Learning through Group Games for Children

Children are usually most cooperative when engaged in satisfying group games. They can turn rivalries into make-believe play instead of open conflicts. Social learning takes place in relation to the resolution of conflicts as well as in cooperative play. While adult behavior, criticism, and suggestions serve as part of the basis for the learning of sociality in the young child, the subtleties of sharing, playing, or working together, tolerance of diverse personalities, and agreeable participation in group life come from a long period of early practice in which all kinds of social encounters and obstacles are met and resolved. No period offers more opportunities for practice in social living than the first ten years of life.

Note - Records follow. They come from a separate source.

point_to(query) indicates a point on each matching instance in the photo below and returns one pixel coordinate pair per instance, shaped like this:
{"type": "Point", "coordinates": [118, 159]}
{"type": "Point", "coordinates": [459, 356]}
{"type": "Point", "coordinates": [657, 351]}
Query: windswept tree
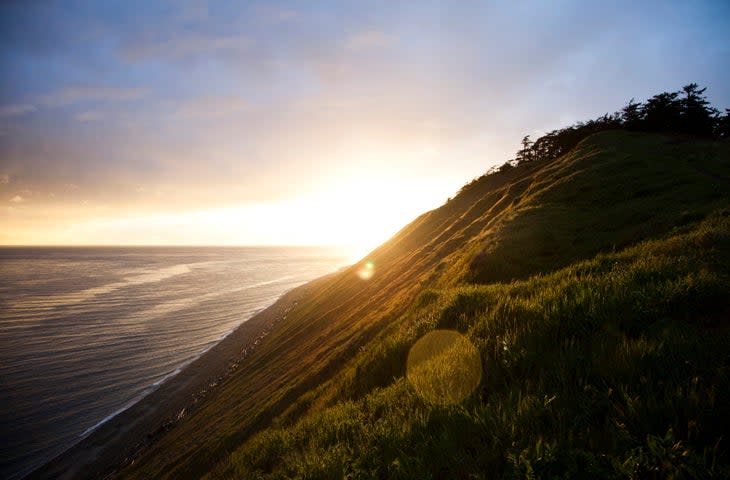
{"type": "Point", "coordinates": [697, 116]}
{"type": "Point", "coordinates": [723, 125]}
{"type": "Point", "coordinates": [662, 113]}
{"type": "Point", "coordinates": [631, 115]}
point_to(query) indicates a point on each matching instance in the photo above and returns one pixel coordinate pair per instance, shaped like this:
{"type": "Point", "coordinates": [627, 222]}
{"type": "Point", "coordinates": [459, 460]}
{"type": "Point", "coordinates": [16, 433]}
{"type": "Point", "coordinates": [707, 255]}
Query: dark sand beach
{"type": "Point", "coordinates": [117, 442]}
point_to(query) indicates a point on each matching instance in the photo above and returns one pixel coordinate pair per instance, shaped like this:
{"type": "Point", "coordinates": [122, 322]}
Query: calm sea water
{"type": "Point", "coordinates": [86, 332]}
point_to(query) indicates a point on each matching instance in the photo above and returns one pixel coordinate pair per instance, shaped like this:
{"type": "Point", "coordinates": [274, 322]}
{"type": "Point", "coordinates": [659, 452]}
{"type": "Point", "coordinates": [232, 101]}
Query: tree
{"type": "Point", "coordinates": [723, 125]}
{"type": "Point", "coordinates": [631, 115]}
{"type": "Point", "coordinates": [525, 154]}
{"type": "Point", "coordinates": [697, 116]}
{"type": "Point", "coordinates": [662, 113]}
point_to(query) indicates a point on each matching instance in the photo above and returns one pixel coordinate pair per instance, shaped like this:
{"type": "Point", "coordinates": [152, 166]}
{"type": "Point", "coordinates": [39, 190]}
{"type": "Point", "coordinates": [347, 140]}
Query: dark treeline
{"type": "Point", "coordinates": [685, 112]}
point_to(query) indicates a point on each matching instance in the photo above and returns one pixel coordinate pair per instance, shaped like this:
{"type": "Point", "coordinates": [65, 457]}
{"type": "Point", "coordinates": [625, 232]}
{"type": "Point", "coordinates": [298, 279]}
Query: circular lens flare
{"type": "Point", "coordinates": [444, 367]}
{"type": "Point", "coordinates": [366, 270]}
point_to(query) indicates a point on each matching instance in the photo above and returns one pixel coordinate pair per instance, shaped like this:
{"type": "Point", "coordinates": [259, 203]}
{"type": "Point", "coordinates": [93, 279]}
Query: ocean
{"type": "Point", "coordinates": [87, 332]}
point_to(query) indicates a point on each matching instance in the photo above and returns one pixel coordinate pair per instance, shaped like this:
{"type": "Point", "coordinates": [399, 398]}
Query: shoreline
{"type": "Point", "coordinates": [119, 440]}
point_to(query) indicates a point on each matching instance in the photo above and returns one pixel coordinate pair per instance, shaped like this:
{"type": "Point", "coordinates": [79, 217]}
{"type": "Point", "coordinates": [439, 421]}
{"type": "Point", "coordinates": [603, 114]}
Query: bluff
{"type": "Point", "coordinates": [593, 287]}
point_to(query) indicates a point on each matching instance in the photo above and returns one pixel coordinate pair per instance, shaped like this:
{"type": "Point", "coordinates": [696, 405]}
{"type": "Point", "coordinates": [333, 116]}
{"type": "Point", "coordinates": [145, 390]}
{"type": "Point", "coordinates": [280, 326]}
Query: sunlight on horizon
{"type": "Point", "coordinates": [356, 214]}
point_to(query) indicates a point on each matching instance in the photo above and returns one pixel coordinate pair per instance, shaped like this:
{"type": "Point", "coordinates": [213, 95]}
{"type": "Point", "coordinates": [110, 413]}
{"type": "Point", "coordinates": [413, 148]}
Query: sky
{"type": "Point", "coordinates": [302, 122]}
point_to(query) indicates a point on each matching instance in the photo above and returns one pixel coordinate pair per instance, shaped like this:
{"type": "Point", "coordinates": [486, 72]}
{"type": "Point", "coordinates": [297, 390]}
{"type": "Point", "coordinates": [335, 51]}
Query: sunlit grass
{"type": "Point", "coordinates": [612, 368]}
{"type": "Point", "coordinates": [594, 288]}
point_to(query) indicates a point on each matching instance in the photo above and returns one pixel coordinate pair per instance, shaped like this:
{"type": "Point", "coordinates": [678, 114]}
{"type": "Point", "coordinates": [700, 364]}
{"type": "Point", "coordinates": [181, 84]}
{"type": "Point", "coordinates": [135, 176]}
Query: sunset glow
{"type": "Point", "coordinates": [202, 122]}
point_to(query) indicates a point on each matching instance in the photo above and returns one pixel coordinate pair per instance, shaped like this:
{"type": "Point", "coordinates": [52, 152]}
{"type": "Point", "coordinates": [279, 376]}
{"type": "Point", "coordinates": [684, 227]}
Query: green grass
{"type": "Point", "coordinates": [594, 288]}
{"type": "Point", "coordinates": [615, 367]}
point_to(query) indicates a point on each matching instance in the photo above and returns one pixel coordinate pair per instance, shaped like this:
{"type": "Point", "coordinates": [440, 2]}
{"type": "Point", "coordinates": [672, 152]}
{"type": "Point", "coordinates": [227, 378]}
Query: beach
{"type": "Point", "coordinates": [118, 441]}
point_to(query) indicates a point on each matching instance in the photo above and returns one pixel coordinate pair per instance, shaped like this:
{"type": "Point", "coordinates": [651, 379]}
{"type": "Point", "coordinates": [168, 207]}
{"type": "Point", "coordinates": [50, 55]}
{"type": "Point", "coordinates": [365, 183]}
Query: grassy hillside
{"type": "Point", "coordinates": [592, 287]}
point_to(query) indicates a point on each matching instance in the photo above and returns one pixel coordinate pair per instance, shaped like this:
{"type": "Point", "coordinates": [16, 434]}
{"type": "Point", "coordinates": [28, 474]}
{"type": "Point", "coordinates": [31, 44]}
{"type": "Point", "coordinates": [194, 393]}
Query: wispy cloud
{"type": "Point", "coordinates": [76, 94]}
{"type": "Point", "coordinates": [185, 46]}
{"type": "Point", "coordinates": [16, 109]}
{"type": "Point", "coordinates": [370, 39]}
{"type": "Point", "coordinates": [90, 116]}
{"type": "Point", "coordinates": [211, 106]}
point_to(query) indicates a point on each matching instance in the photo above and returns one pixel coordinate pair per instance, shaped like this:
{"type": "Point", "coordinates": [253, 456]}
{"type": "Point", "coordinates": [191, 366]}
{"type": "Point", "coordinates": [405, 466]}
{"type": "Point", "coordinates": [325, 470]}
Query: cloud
{"type": "Point", "coordinates": [90, 116]}
{"type": "Point", "coordinates": [76, 94]}
{"type": "Point", "coordinates": [211, 106]}
{"type": "Point", "coordinates": [185, 46]}
{"type": "Point", "coordinates": [369, 39]}
{"type": "Point", "coordinates": [16, 109]}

Children become increasingly able to take the perspective of other persons (pretend play) and interpret their actions in different situations (role-playing). They move gradually from being "loners" in their play to interacting with others in children group games.

Sociodramatic play is often carried on alone. In this play, children build a fantasy world for themselves and pretend to be other people or other things. In taking the part of another character, the child tries to speak, move, think, and perhaps even dress as he thinks the character does. Children learn about other people, things, and happenings during the course of this type of play. When they recreate a situation in their dramatic play, they seem to be paying closer attention to what they see than they would otherwise. Young children often have misconceptions which they reveal in the course of their dramatic play. Parents and teachers can then offer corrections that sharpen the children's observations and thinking.